What makes something interesting to paint? At first, this room in a little town near the Mediterranean coast of Spain evoked an awareness of the past. But during the two days it took to paint it, the feeling changed from something that might have occurred a long time ago into an ominous sense of something that hadn’t happened yet, but was about to.

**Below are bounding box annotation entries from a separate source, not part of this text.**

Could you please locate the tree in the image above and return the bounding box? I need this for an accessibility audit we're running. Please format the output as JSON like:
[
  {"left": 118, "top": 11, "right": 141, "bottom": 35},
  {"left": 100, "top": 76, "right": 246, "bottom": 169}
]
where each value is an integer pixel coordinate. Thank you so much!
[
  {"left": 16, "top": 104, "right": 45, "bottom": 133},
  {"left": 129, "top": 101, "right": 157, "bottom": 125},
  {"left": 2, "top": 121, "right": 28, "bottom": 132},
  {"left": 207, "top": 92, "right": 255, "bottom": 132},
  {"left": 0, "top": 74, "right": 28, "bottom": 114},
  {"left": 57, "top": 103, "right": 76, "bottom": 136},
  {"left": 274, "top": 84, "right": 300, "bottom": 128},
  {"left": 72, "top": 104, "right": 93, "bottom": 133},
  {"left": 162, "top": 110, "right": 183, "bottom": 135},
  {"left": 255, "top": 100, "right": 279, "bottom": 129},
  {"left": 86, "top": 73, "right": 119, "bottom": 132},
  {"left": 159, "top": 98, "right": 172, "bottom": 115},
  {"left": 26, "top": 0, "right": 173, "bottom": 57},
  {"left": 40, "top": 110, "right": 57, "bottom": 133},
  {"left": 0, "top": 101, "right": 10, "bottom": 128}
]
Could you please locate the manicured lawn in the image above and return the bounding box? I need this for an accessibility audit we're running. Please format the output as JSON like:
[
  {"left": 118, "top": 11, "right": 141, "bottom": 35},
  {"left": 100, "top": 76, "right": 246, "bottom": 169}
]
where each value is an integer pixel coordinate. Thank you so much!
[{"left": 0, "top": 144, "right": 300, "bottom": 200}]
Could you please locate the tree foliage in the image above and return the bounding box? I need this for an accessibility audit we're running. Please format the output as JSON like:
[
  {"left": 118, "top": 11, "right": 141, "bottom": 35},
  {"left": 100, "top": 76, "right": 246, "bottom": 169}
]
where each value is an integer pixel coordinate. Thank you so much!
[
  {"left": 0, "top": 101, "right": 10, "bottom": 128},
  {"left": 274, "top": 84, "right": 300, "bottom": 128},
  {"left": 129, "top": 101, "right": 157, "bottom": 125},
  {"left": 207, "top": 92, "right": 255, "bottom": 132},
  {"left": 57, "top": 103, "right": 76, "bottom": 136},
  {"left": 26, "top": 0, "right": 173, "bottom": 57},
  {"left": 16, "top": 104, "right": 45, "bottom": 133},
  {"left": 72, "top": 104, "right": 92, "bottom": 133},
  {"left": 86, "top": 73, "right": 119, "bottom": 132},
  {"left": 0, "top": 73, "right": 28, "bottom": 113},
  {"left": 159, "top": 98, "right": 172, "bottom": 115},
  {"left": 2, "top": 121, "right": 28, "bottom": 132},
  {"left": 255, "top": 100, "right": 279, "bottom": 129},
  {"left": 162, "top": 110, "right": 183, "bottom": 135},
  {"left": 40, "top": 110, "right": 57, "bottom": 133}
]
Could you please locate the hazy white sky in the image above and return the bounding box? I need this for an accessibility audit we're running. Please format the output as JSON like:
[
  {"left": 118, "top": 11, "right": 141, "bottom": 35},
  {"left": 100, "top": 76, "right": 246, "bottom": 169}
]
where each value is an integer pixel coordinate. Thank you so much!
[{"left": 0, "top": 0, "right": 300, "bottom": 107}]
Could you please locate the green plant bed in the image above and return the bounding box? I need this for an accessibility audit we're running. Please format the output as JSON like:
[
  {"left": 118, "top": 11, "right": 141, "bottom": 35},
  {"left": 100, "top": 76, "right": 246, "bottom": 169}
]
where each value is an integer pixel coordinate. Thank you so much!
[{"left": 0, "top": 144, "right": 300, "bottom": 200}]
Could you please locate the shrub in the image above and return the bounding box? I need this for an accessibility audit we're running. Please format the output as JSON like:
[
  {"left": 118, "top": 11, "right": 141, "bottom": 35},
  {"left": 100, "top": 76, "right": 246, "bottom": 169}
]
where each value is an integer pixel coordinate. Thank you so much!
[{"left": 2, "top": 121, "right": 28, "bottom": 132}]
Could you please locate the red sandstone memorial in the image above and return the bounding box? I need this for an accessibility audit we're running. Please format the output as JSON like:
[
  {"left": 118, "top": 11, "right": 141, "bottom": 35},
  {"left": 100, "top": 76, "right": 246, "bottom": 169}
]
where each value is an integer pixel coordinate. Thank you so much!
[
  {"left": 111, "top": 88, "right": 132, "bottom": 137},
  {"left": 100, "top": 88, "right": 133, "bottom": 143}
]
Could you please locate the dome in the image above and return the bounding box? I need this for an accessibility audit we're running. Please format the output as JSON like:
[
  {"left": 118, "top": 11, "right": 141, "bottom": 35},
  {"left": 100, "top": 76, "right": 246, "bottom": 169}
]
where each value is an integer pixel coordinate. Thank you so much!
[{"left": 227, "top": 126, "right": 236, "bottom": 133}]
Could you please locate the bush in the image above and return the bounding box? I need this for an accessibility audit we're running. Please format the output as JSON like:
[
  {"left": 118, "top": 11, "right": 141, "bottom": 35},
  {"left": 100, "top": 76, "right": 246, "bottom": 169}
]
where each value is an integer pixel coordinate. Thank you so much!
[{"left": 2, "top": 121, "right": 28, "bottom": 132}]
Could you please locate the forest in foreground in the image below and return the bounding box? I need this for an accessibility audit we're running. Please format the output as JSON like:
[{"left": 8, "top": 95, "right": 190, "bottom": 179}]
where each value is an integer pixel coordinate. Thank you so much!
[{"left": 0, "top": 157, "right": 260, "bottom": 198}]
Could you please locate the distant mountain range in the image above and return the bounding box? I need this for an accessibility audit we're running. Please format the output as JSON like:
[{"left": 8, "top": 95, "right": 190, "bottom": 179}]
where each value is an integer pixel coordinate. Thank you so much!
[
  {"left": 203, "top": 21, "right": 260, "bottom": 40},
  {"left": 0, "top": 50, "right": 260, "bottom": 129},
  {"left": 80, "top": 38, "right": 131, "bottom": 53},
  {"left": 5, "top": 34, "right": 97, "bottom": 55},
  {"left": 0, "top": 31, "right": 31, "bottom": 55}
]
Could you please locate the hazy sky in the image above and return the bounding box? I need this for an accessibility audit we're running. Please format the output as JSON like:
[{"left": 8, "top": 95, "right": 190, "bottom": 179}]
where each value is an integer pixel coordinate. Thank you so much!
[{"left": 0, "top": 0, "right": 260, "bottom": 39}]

#saatchiart #saatchiartist #art #artistsoninstagram #visionaryart #contemporaryart #artlovers #contemporarypainting #realisticart #fineart #pintura #painting #artzone #modernart #arte #kunst #visualpoetry #artdaily #artforsale #watercolorart #artofvisuals
More images on my website: johnmichaelkeating.com Source: https://instagr.am/p/CB3lLoJjSZB/
“You don’t need a weatherman to know which way the wind blows.” (Bob Dylan, Subterranean Homesick Blues, 1965). However, this painting is anything but obvious. The wind may be blowing (witness the drapes), but could this be an “ill wind that blows no one any good?” Certainly, the shotgun is ominous, but could be innocuous: i.e. just looking forward to a day of bird hunting outside of town. Or it could be much more threatening. The Spanish Civil War (1936-1939) might be the time and place of the painting. The basin, the period photo, the church out the window point in the direction of another time, another place. Certainly the Catholic Church in Spain took sides (the side of Franco’s Nationalists against the Republic). So the cross on the church, the variation on the cross in the grillwork, the obvious cross in the balcony door, might be pointing to an alliance between religion and the gun.
But the painting remains ambiguous, unresolved, (as in the dresser drawer partially opened) as well as prayer filled (“Ave Maria,” after all). To pick up on your own premonition in your comments on the painting and to draw Bob Dylan once again into the equation: “Something is happening, but you don’t know what it is.”